Clad in a gray suit and white shirt, defendant Jeffrey Conroy turned around to glance at the more than 100 potential jurors that filled Justice Robert W. Doyle's courtroom, taking up every seat.
Conroy is charged with second-degree murder and first-degree manslaughter, both as hate crimes, for the Nov. 8, 2008 killing of Marcelo Lucero. He is the first of seven defendants to go on trial; four others have pleaded guilty to lesser charges and agreed to testify against Conroy if necessary.
Several of the potential jurors gasped while Doyle read off the charges against Conroy. One woman shook her head as he recounted statements Conroy and six other co-defendants allegedly made as they set out to target Latino victims.
"It's anticipated that this case will take six to eight weeks following jury selection," Doyle warned the jurors before several dozen were allowed to leave because they said they would incur an economic hardship, had vacation plans or were taking care of a sick person.

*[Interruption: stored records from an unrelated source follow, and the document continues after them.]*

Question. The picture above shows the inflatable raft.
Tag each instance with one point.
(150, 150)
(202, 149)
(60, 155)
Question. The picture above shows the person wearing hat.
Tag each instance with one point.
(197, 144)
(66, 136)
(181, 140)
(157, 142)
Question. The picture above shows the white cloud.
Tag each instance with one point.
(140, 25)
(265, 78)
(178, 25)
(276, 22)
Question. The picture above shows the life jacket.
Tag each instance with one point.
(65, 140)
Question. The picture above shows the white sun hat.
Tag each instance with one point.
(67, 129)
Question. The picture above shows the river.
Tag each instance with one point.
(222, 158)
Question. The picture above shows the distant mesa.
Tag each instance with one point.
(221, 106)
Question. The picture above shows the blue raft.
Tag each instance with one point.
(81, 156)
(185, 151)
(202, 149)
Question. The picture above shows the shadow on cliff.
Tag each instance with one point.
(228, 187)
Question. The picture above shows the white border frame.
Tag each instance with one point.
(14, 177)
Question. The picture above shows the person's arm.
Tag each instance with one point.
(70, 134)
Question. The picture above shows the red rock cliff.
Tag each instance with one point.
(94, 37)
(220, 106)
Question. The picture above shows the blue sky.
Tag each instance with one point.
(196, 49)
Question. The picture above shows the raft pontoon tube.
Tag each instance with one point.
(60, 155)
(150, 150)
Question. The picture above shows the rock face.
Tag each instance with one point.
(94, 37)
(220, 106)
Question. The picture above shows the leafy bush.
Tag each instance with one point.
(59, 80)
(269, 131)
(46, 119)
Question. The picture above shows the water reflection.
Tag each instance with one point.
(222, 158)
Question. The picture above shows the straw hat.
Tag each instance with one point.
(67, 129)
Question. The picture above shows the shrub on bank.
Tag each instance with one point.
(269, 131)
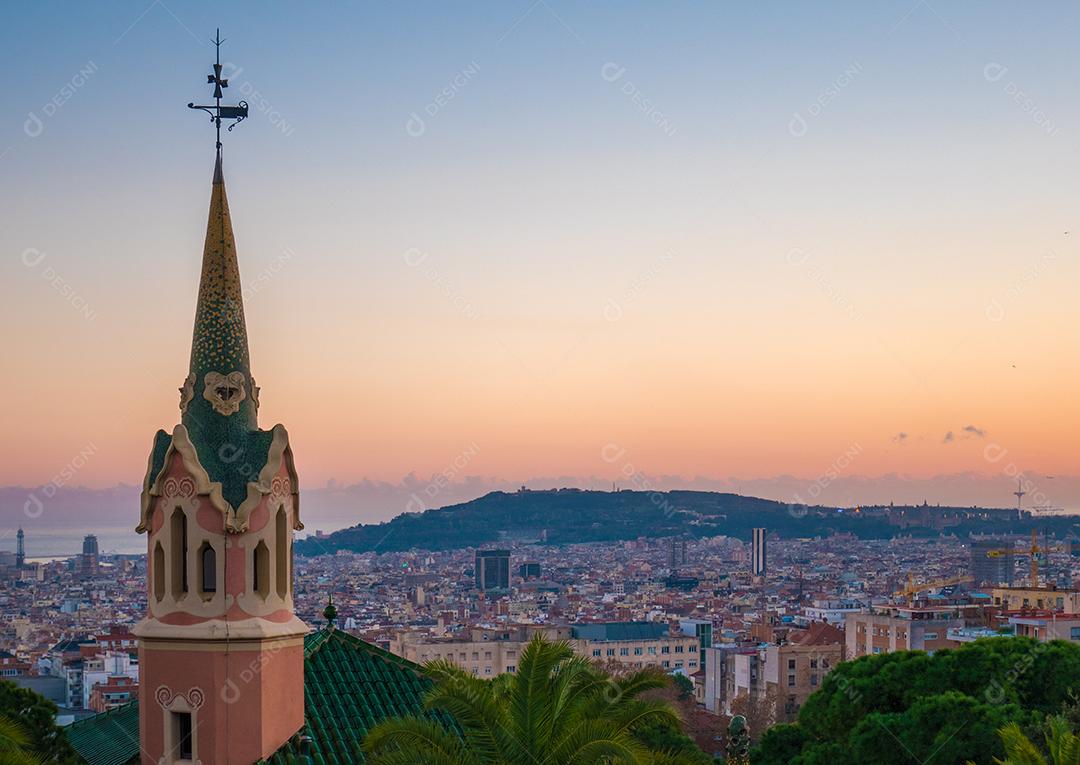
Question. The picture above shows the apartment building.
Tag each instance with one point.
(889, 628)
(489, 652)
(1039, 599)
(1047, 626)
(783, 674)
(483, 652)
(637, 645)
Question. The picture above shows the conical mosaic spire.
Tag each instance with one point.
(218, 399)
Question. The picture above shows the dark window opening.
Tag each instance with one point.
(184, 748)
(208, 565)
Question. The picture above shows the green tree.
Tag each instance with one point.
(557, 709)
(35, 717)
(685, 686)
(1062, 743)
(913, 707)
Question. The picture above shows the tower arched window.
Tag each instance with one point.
(281, 567)
(179, 550)
(159, 572)
(260, 569)
(207, 568)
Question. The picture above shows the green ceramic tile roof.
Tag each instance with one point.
(349, 687)
(109, 738)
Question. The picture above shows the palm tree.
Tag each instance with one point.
(15, 745)
(1063, 745)
(557, 709)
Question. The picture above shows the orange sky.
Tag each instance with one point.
(544, 271)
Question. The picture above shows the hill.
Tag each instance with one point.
(568, 515)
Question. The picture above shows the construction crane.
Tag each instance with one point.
(913, 589)
(1034, 552)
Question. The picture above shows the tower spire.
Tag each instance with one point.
(218, 400)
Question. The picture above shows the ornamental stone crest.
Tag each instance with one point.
(225, 392)
(187, 392)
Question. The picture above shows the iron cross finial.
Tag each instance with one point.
(216, 111)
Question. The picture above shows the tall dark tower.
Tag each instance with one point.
(759, 559)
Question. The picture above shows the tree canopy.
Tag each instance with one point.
(557, 709)
(914, 707)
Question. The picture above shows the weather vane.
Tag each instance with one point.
(218, 112)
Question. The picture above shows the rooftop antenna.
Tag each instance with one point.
(1018, 493)
(218, 112)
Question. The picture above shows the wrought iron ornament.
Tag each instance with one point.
(218, 112)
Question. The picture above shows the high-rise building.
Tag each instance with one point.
(990, 569)
(676, 552)
(758, 553)
(90, 545)
(88, 560)
(220, 648)
(493, 569)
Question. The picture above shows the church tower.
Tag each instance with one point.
(220, 648)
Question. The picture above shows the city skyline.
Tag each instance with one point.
(512, 278)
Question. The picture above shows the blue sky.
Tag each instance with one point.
(835, 195)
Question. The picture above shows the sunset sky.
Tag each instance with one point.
(521, 240)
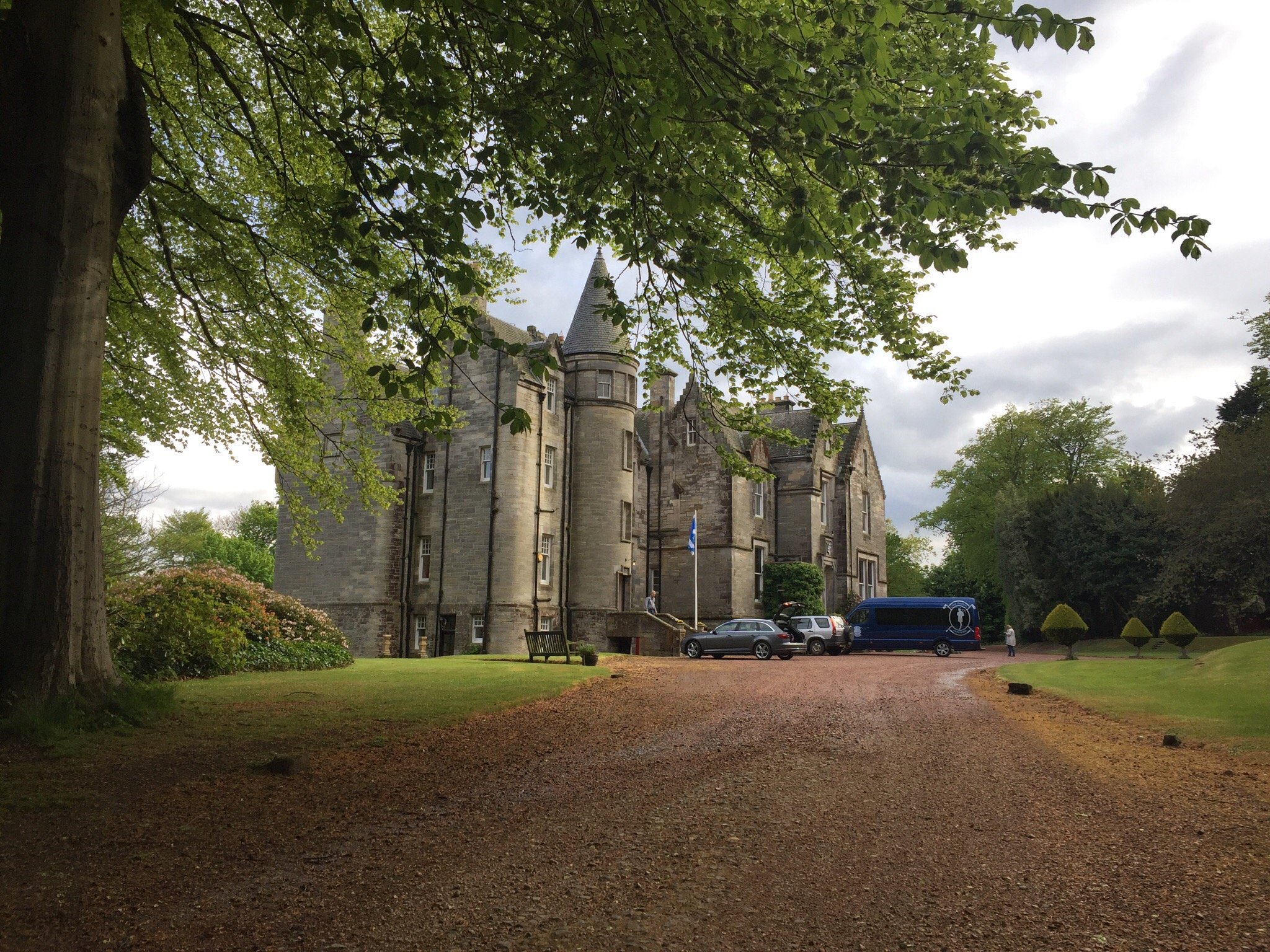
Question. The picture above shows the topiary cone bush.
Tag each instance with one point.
(1135, 633)
(1065, 626)
(1179, 631)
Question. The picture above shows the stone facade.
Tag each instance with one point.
(568, 526)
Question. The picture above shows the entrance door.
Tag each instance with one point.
(446, 637)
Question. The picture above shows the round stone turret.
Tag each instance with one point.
(601, 376)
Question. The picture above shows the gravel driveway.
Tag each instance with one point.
(859, 803)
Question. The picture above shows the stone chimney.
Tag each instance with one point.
(662, 392)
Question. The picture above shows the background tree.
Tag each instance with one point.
(190, 537)
(1065, 626)
(950, 579)
(1021, 454)
(906, 563)
(771, 179)
(125, 531)
(793, 582)
(1098, 547)
(1219, 511)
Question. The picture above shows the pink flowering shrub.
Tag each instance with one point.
(197, 622)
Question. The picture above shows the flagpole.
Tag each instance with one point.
(696, 545)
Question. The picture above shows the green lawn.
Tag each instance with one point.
(1225, 695)
(1157, 648)
(347, 705)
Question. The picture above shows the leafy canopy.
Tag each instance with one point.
(326, 170)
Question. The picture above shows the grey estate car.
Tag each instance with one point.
(744, 637)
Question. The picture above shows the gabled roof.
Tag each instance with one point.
(802, 423)
(591, 333)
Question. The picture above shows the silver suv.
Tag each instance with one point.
(822, 632)
(744, 637)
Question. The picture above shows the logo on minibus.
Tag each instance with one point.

Several more were allowed to leave when Doyle said there was a possibility - though he doesn't anticipate it - that the jury would be sequestered in a hotel during deliberations.
Doyle read off a list of about 30 people that prosecutors may call up for testimony, including Nicholas Hausch. Hausch, 18, of Medford, was the first defendant to plead guilty to charges in connection with Lucero's death.

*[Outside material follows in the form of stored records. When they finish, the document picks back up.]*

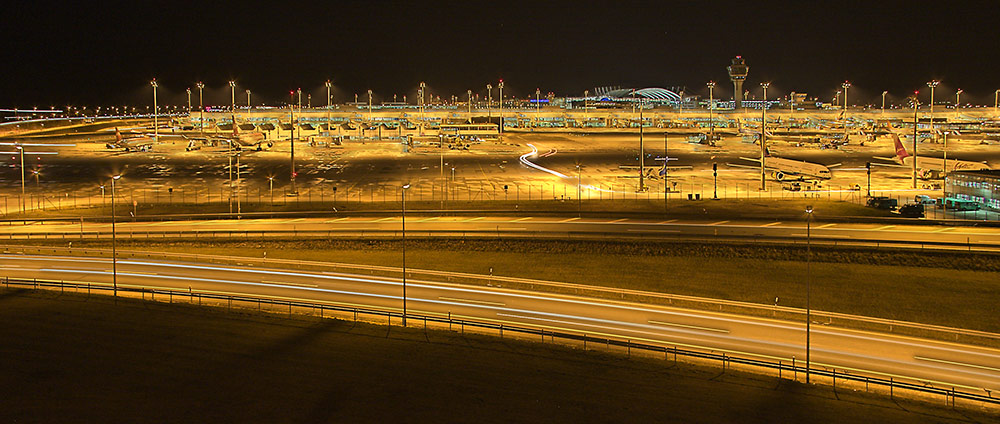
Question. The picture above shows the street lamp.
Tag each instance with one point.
(763, 133)
(156, 127)
(114, 240)
(370, 119)
(405, 187)
(916, 103)
(932, 84)
(711, 111)
(232, 86)
(808, 288)
(329, 101)
(201, 106)
(489, 101)
(500, 87)
(423, 89)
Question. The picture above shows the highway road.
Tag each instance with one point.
(986, 238)
(945, 364)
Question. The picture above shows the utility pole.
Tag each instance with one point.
(156, 126)
(763, 135)
(201, 107)
(642, 183)
(914, 163)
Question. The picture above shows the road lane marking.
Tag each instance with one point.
(942, 361)
(695, 327)
(478, 302)
(285, 283)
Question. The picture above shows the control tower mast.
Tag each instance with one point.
(738, 73)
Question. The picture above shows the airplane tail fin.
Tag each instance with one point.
(900, 150)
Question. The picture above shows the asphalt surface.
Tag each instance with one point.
(968, 367)
(985, 238)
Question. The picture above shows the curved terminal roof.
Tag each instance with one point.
(650, 93)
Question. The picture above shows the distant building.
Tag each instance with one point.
(982, 187)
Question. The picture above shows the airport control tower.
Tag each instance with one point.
(737, 73)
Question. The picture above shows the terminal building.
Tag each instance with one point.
(982, 187)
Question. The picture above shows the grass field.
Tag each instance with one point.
(951, 289)
(74, 358)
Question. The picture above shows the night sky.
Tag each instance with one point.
(105, 53)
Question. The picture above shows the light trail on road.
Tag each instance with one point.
(971, 367)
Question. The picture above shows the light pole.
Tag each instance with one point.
(405, 187)
(711, 111)
(763, 133)
(423, 88)
(642, 183)
(20, 150)
(579, 200)
(916, 103)
(201, 107)
(500, 87)
(329, 102)
(232, 86)
(156, 127)
(489, 102)
(270, 181)
(846, 85)
(932, 84)
(114, 239)
(808, 288)
(996, 102)
(538, 103)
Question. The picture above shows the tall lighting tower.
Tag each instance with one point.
(932, 84)
(738, 71)
(711, 112)
(763, 134)
(201, 106)
(846, 85)
(156, 127)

Also listed were teenagers that were with the defendants before Lucero was killed on the night of Nov. 8.
As Doyle called the first 16 jurors to the box for questioning, the challenge of finding a jury not prejudiced by extensive media coverage became apparent. Several said they had read newspaper articles about the case, and three were dismissed when they said they would have difficulty being impartial.

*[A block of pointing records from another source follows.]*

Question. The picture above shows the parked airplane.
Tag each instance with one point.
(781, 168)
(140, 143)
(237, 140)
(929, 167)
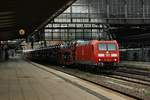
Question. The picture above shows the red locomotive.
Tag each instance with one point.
(92, 52)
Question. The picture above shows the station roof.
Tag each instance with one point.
(26, 14)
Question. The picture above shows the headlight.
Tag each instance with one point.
(114, 55)
(101, 55)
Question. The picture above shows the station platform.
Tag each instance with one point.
(22, 80)
(136, 64)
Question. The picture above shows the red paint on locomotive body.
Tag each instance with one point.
(95, 52)
(92, 52)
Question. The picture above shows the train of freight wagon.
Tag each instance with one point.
(93, 53)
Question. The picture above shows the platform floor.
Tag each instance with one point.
(20, 80)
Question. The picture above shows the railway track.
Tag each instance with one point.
(100, 79)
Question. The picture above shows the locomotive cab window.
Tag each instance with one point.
(110, 47)
(102, 46)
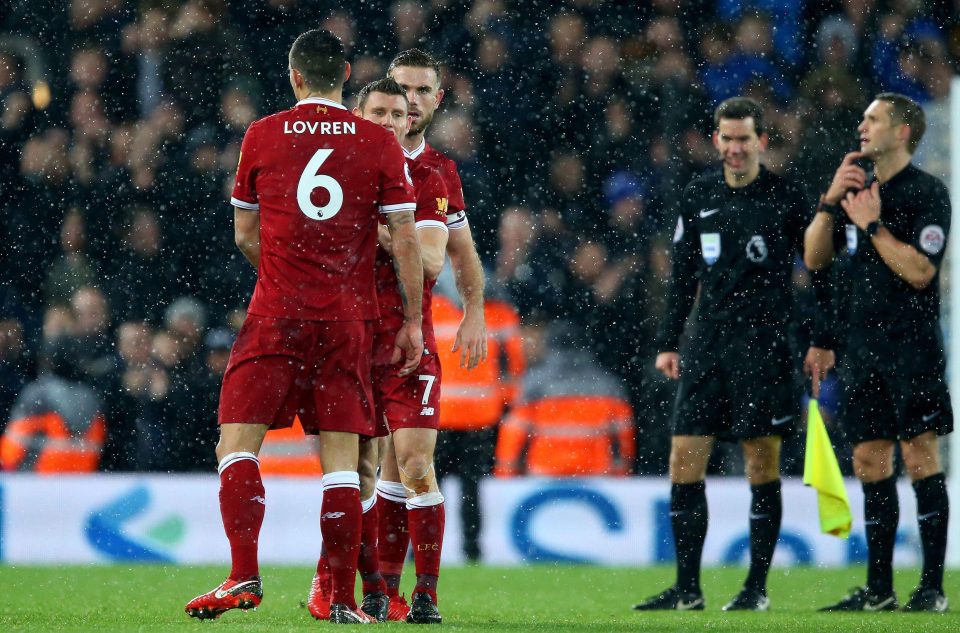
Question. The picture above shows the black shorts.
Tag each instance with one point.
(737, 383)
(893, 387)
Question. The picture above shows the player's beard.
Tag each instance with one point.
(421, 124)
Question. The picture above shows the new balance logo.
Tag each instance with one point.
(683, 605)
(232, 591)
(332, 515)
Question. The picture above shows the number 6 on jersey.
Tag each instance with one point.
(310, 179)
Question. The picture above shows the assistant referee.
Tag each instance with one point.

Joselo Lucero of Patchogue, Lucero's brother, attended jury selection with a friend. Lucero said he is working on getting a visa for his mother and sister in Ecuador to attend the trial. "This is really important for me and for my family," he said.
"No matter what I have to do, whatever it takes, I want to be here, because I deserve justice and my brother deserves justice," he added.
Defense attorney William Keahon of Hauppauge said, "I do believe that we will be able to get a fair and impartial jury."
Keahon said he expects that jury selection would take three to five days.
Jury selection was to resume Tuesday afternoon.